Monitoring pesticide residues
The subject of the monitoring of pesticide residues and their consequences on the health of wild or domestic pollinating insects was widely discussed during the day. The Sophia-Antipolis Laboratory presented its work on the development and validation of methods for the detection and identification of pesticides that are toxic for bees in every matrix related to beekeeping (bees, larvae, pollen, honey, bee bread or nectar). The Laboratory is also a participant in the Working Group set up by ANSES on the co-exposure of bees and bee colonies to various stress factors.
In addition, the Directorate General for Food (DGAL) presented the arrangements put in place for the monitoring of acute bee mortality, whose goal is to identify alerts at national level, and, if necessary, to launch investigations. A particular feature of the new scheme is that it will make it easier to detect the causes of acute bee mortality.

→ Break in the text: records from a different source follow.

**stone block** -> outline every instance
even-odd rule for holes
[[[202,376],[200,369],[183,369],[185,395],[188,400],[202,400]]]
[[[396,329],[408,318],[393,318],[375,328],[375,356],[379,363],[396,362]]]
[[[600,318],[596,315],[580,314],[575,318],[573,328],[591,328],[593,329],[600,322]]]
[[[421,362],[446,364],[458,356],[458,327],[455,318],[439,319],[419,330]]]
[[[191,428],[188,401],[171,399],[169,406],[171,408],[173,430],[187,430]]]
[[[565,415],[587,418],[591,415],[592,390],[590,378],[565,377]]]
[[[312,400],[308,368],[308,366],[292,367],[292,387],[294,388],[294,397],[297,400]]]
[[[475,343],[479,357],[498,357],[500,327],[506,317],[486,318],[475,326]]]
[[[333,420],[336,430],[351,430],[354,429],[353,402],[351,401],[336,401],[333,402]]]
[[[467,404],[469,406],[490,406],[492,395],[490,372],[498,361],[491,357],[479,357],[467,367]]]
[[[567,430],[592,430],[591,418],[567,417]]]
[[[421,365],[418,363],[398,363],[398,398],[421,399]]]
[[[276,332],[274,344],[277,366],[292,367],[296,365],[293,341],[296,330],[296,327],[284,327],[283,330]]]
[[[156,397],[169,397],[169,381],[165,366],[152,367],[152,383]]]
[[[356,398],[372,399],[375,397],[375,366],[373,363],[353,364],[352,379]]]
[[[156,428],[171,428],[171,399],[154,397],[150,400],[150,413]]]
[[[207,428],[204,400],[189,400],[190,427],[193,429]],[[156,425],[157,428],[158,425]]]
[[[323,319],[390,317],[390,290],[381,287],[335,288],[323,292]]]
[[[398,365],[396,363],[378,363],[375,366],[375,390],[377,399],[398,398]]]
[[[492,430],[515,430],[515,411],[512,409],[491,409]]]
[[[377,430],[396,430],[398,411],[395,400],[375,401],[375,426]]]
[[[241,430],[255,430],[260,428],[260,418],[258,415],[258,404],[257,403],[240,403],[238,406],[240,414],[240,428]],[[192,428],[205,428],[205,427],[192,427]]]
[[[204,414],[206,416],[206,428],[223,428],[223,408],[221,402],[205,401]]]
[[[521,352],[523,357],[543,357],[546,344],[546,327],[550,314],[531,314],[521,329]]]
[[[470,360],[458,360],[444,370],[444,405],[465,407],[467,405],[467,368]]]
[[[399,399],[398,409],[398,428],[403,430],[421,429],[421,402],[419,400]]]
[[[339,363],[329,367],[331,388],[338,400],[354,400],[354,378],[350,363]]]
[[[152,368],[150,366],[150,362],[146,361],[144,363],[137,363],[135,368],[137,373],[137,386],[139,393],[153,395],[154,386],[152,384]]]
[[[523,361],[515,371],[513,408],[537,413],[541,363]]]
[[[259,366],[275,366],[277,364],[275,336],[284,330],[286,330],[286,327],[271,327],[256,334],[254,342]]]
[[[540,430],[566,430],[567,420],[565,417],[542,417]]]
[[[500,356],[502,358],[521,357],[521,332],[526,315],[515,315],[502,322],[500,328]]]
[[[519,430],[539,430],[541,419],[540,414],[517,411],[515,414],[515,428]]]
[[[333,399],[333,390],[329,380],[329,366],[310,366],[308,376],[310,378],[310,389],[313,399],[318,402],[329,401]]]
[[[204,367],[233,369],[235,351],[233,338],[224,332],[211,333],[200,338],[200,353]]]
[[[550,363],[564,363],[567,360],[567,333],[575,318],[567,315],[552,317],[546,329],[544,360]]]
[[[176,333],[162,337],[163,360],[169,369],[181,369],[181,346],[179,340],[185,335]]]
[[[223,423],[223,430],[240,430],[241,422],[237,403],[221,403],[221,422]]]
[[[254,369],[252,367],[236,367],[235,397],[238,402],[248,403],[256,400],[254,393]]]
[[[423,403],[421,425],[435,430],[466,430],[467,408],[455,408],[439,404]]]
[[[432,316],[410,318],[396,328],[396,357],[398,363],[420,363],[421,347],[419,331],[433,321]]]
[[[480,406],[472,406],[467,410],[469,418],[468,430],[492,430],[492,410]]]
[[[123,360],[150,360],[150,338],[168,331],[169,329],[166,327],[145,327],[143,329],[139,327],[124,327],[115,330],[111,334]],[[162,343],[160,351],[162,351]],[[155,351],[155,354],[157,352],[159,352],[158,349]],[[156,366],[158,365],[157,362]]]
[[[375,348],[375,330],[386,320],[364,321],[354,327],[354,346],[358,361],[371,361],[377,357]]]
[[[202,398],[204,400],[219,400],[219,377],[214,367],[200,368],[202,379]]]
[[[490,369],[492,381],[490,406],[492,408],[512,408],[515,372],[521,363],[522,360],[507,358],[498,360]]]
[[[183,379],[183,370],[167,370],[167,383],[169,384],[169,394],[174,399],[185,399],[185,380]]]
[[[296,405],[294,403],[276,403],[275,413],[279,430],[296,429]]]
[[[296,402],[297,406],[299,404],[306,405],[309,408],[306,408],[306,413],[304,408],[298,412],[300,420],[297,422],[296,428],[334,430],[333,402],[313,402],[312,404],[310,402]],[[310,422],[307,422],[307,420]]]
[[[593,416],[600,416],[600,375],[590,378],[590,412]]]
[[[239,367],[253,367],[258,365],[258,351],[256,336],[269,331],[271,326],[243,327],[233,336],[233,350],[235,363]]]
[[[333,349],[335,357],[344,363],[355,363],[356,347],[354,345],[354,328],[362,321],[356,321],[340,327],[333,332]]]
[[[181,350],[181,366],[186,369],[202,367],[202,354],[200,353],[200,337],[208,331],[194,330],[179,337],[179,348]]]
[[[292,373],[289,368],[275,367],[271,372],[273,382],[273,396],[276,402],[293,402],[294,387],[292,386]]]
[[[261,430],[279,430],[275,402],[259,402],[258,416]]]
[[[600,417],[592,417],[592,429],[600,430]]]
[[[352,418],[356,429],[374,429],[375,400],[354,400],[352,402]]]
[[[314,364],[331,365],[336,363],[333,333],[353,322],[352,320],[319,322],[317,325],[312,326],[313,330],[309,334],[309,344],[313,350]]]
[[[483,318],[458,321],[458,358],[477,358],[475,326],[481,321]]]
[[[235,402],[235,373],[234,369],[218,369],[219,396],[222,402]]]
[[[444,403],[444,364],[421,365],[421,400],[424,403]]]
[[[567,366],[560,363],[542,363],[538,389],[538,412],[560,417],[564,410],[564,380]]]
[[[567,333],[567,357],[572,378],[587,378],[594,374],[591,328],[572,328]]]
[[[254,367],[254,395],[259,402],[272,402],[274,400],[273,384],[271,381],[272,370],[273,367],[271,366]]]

Finally, an Observatory for Pesticide Residues has also been set up by the ITSAP (Bee Institute) at the request of the DGAL. Its main objective is to collect, organise and exploit the results of analyses on the contamination of beekeeping matrices in order to provide clear information, taking multiple disciplines into account, on the exposure of colonies to pesticides. The Observatory for Pesticide Residues in bees' food resources will also provide support for "phytopharmacovigilance" activities, to be set up under the French Bill on the future of farming.
All the work presented by the French and European scientific teams during this one-day event contribute to a better understanding of the interactions between the various stress factors involved in the weakening of pollinating insects, which are essential to maintaining biodiversity.
Expectations of beekeepers and other stakeholders regarding the monitoring of bee health
The day ended with a round-table discussion on the expectations of beekeepers and other stakeholders regarding the monitoring of bee health. The stakeholders who spoke all stressed the progress made in terms of knowledge of the subject and the convergence of approaches and research at European level for better control over bee health.
However, difficulties remain and research must continue in order to better understand the effects of all the stress factors on the health of pollinators, whether domestic or wild. All stakeholders must therefore continue to unite their efforts. In addition, the new techniques and methods for collecting monitoring data, the ever-more-sensitive high-throughput instruments used in molecular biology and spectrography for the detection of chemical contaminants, should provide precise information on the factors causing the weakening of bee colonies, so that measures to counter them can be prioritised.
In its position at the interface between beekeepers and farmers (the users of pesticides), ANSES will continue to contribute to the implementation of the French Ministry of Agriculture's Plan for the Sustainable Development of French Beekeeping.